Recipe: Rails + Micra.js

This recipe is the canonical answer to “how do I drop Micra into an existing Rails app?”. It walks through the two integration paths — manual (the Rails-native way, zero gem dependency) and the micra-rails gem (convenience helpers) — and then builds a small reactive Tasks board that demonstrates the five SSR-friendly patterns Micra is designed for.

TL;DR. Pin Micra via importmap, drop <script type="module">…Micra.start()</script> into your layout, write components in app/javascript/, render them with <div data-component="…"> in ERB. CSRF, props, and event bus all work out of the box — Rails’ default meta tags and data-* attributes are exactly the surface Micra was built to integrate with.

The two paths:

Manual — works on any Rails ≥ 7.1 with importmap. ~12 lines of boilerplate, full control, no gem dep. Use this if you want to read every byte of integration code yourself.
micra-rails gem — adds an ERB helper (micra_component) and a one-shot installer. Saves ~5 lines per component on the ERB side, but has a few caveats at the moment. Use it if you accept those trade-offs in exchange for the shorter ERB.

1. Manual integration (no gem, ~12 lines total)

a. Pin Micra in `config/importmap.rb`

# config/importmap.rb
pin "application"
pin "micra",
    to: "https://cdn.jsdelivr.net/npm/micra.js/dist/micra.esm.js",
    preload: true

The CDN URL is the same one our <script>-tag recipe uses; importmap-rails re-serves it through its own map so production caches and CSP rules apply normally.

b. Boot Micra from your application layout

<%# app/views/layouts/application.html.erb %>
<!DOCTYPE html>
<html>
  <head>
    <%= csrf_meta_tags %>
    <%= javascript_importmap_tags %>
    <script type="module">
      import * as Micra from "micra"
      window.Micra = Micra            // expose for non-module inline scripts
      document.addEventListener("DOMContentLoaded", () => Micra.start())
      document.addEventListener("turbo:load",        () => Micra.start())
    </script>
  </head>
  <body>
    <%= yield %>
  </body>
</html>

Three things to notice:

csrf_meta_tags already there? Then this.fetch() automatically sends X-CSRF-Token on every non-GET request. No extra configuration — src/utils/fetch.ts reads <meta name="csrf-token">, which Rails has been emitting since forever.
window.Micra assignment. Importmap modules don’t leak symbols to the global scope, but you’ll often want to Micra.define() from an inline <script> inside a partial. Exposing it on window keeps that ergonomic.
turbo:load mirror. If you’re using Turbo Drive (the default in Rails 7+), DOMContentLoaded only fires once — on the first page load. After a Turbo navigation, <body> is swapped but DOMContentLoaded does NOT fire again, so new [data-component] elements never mount. turbo:load is the canonical signal for “page is ready, now or after a soft navigation”. Micra.start() is idempotent so calling both is safe.
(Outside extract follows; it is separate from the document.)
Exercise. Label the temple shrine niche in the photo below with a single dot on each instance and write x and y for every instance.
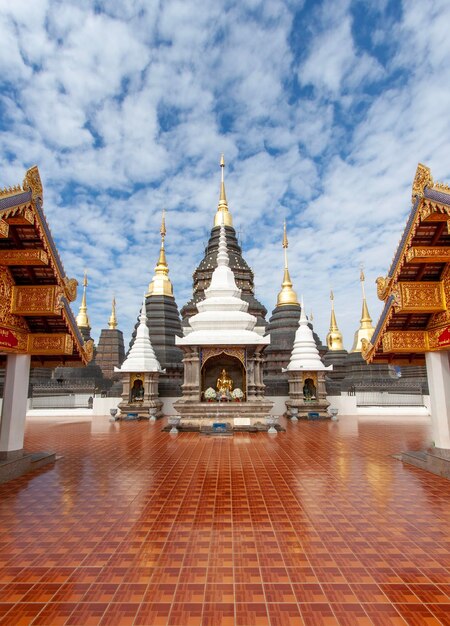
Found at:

c. Define components in `app/javascript/application.js`

// app/javascript/application.js
import * as Micra from "micra";

Micra.define("counter", {
  state: { count: 0 },
  inc() {
    this.state.count++;
  },
  dec() {
    this.state.count--;
  },
});

If you’re using a single application.js, all Micra.define(...) calls go here. For larger apps, split per feature — import "./components/tasks" in application.js, then a sibling components/tasks.js does the actual Micra.define.

d. Use the component in a view

<%# app/views/welcome/index.html.erb %>
<div data-component="counter">
  <button @click="dec">−</button>
  <strong data-text="count"></strong>
  <button @click="inc">+</button>
</div>

Done. The whole integration is what you see above: 12 lines of ERB-side glue and one importmap pin.

2. Using the `micra-rails` gem (optional)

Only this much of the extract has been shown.